Mais pourquoi Dieu a-t-Il agi ainsi ? Parce que la Bible ne laisse aucune place à la rébellion. Dans Genèse 3:1-6, nous voyons que : « le serpent était le plus fin de tous les animaux des champs, que l’Éternel Dieu avait faits ; et il dit à la femme : Quoi ! Dieu aurait dit : Vous ne mangerez point de tout arbre du jardin ! Et la femme répondit au serpent : Nous mangeons du fruit des arbres du jardin ; mais quant au fruit de l’arbre qui est au milieu du jardin, Dieu a dit : Vous n’en mangerez point, et vous n’y toucherez point, de peur que vous ne mouriez. Alors le serpent dit à la femme : Vous ne mourrez nullement ; mais Dieu sait qu’au jour où vous en mangerez, vos yeux s’ouvriront, et vous serez comme des dieux, connaissant le bien et le mal. Et la femme vit que le fruit de l’arbre était bon à manger, et qu’il était agréable à la vue, et que l’arbre était désirable pour devenir intelligent ; et elle prit de son fruit et en mangea, et en donna aussi à son mari auprès d’elle, et il en mangea. »
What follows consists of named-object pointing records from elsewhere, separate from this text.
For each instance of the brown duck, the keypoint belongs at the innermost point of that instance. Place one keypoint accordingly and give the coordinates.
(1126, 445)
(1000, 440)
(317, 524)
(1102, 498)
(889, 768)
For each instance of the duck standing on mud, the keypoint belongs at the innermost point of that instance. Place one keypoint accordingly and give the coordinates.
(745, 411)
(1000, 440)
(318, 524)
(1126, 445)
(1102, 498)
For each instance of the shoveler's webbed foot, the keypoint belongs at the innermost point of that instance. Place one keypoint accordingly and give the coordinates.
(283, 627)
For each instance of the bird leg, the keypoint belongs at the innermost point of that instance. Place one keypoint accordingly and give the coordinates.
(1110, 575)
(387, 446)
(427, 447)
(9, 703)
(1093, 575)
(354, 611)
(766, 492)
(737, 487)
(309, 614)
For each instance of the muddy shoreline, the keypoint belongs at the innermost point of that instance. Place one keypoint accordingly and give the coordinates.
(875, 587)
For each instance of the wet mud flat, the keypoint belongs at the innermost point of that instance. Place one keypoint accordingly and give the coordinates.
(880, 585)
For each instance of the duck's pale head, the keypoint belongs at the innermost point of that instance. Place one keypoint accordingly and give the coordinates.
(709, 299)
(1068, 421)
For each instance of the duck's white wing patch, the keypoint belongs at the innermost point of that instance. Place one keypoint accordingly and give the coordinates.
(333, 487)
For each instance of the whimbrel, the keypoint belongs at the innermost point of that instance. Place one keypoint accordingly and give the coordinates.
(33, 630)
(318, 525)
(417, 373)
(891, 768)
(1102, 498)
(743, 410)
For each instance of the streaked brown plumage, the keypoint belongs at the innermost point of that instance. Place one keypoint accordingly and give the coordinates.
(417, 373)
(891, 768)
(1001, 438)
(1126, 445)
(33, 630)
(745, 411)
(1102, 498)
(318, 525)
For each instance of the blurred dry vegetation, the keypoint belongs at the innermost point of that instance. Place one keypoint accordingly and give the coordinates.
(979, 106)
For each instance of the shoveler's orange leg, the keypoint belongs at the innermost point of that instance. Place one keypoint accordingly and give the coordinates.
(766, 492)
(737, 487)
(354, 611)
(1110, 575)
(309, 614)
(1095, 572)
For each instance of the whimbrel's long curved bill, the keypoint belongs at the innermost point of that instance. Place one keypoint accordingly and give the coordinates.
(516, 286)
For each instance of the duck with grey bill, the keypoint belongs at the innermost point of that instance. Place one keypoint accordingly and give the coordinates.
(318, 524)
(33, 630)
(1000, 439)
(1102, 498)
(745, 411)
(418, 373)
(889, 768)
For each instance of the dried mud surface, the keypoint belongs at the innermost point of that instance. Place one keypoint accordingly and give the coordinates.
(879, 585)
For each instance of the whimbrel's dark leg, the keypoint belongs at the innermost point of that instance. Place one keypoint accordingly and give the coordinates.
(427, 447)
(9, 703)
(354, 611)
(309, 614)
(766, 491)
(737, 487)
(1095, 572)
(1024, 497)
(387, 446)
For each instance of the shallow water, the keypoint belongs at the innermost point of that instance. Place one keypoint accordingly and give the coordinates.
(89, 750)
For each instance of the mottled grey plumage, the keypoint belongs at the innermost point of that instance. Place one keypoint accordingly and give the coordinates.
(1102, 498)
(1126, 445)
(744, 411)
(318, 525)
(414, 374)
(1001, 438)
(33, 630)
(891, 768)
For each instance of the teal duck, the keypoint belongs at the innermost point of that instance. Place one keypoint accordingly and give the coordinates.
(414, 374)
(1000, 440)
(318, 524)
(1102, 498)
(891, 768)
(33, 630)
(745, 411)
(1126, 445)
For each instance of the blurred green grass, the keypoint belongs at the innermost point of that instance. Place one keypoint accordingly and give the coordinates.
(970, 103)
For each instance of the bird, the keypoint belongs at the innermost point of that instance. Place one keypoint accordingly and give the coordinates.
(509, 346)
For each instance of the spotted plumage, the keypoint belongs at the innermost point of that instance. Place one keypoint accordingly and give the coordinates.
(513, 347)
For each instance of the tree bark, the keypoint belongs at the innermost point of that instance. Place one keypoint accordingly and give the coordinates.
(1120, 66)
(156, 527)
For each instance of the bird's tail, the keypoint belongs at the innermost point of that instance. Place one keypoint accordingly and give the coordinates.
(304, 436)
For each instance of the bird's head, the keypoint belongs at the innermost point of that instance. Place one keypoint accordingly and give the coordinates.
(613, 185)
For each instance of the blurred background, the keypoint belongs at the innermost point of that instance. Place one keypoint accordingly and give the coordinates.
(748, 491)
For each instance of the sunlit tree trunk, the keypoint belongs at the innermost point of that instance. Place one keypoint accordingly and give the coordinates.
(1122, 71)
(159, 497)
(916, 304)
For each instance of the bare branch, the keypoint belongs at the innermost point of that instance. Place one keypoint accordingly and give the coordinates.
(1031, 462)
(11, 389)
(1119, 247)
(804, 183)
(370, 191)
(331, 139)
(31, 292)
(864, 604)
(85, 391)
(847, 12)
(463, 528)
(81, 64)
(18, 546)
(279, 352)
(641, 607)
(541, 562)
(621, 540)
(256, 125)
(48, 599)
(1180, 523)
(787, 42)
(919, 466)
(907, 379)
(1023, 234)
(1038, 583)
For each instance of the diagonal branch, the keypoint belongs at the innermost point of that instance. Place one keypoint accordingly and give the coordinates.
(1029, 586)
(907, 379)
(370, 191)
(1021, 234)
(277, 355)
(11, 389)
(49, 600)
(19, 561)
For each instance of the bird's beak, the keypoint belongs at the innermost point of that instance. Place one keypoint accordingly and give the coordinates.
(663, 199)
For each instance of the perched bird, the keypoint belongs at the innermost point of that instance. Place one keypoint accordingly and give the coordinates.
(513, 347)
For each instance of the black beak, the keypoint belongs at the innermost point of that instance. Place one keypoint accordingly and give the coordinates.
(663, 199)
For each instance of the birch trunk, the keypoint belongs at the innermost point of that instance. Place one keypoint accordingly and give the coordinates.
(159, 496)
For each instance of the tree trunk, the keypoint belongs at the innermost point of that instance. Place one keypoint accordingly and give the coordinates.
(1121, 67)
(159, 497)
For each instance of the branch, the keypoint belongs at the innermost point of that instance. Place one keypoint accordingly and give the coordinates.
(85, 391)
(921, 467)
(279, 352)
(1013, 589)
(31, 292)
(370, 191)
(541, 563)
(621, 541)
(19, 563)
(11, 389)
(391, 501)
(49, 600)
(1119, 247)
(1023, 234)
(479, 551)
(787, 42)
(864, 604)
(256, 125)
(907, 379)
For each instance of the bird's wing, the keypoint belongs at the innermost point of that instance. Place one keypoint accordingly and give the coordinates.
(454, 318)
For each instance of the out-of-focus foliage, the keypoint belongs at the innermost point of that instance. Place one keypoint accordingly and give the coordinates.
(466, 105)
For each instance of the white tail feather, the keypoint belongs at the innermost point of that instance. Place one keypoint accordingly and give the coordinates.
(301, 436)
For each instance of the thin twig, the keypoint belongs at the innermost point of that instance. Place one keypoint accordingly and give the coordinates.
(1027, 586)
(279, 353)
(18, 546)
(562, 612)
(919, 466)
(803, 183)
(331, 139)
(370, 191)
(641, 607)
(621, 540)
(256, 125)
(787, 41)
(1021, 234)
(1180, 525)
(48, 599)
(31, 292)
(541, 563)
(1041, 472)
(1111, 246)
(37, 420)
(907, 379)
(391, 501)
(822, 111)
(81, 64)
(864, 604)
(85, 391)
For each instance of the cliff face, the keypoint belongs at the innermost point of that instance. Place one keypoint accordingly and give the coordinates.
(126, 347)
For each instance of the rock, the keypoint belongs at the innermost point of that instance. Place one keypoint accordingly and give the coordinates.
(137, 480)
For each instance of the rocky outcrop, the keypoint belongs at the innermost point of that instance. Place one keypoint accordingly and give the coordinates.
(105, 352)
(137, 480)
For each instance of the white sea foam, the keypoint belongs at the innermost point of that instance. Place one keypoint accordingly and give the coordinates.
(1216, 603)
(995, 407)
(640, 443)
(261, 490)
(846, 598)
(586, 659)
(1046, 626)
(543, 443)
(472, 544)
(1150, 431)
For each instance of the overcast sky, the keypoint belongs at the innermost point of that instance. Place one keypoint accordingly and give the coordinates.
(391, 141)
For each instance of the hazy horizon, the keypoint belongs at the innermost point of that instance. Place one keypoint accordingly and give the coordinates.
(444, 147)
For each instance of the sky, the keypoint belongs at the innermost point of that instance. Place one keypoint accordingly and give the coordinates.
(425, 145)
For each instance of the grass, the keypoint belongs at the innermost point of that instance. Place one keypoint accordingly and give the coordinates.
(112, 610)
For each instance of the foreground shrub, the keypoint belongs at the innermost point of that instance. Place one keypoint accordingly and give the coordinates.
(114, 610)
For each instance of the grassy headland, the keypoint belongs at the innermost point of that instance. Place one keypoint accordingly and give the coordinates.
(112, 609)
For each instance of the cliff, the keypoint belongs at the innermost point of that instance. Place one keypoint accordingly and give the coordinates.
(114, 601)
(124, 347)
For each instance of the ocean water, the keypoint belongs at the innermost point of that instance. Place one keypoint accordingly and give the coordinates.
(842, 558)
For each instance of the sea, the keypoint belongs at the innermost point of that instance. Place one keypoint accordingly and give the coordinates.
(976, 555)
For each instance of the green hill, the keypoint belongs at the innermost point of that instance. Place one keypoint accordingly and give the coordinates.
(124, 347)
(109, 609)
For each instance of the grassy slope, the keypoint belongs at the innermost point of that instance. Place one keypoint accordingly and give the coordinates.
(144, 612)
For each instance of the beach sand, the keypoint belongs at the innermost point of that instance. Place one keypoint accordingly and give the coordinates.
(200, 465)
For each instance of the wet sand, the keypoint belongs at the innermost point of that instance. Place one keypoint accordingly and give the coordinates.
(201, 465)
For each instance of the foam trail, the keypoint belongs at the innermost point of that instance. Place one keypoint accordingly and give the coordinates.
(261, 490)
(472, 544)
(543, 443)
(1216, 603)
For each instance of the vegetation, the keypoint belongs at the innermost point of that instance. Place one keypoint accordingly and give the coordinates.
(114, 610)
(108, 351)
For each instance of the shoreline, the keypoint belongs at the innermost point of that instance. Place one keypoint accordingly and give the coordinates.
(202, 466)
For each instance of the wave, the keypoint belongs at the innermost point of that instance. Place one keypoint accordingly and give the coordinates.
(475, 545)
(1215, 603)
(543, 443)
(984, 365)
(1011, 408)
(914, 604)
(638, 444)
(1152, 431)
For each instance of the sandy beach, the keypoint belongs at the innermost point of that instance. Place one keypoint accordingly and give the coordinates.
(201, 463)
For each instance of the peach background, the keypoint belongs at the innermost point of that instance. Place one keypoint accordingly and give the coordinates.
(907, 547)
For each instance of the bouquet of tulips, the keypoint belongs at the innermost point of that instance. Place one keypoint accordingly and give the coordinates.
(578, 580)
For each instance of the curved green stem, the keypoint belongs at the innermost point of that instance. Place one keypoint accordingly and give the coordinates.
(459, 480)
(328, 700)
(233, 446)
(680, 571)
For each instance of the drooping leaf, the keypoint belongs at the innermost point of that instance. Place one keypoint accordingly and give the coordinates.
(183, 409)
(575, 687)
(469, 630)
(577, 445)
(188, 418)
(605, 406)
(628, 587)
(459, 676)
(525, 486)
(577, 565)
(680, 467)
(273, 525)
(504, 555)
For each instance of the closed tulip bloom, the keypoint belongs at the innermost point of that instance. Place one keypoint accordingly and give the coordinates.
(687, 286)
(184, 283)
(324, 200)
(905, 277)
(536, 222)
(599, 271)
Et les yeux de tous deux s’ouvrirent ; et ils connurent qu’ils étaient nus ; et ils cousirent des feuilles de figuier, et se firent des ceintures. Donc, la punition fut immédiate, leur indiquant que les bénédictions font partie de la grâce. Leur péché a amené le jugement et non la bénédiction. Adam et Ève n’avaient absolument rien fait pour se mériter les bénédictions de Dieu. Elles leur ont été accordées gratuitement, donc Dieu pouvait également choisir de les retirer. Subséquemment, toute bénédiction qui nous est accordée est un privilège et non un droit acquis. Alors, comment connaître la vérité ? Vérifier dans la Bible qui seule peut nous la procurer.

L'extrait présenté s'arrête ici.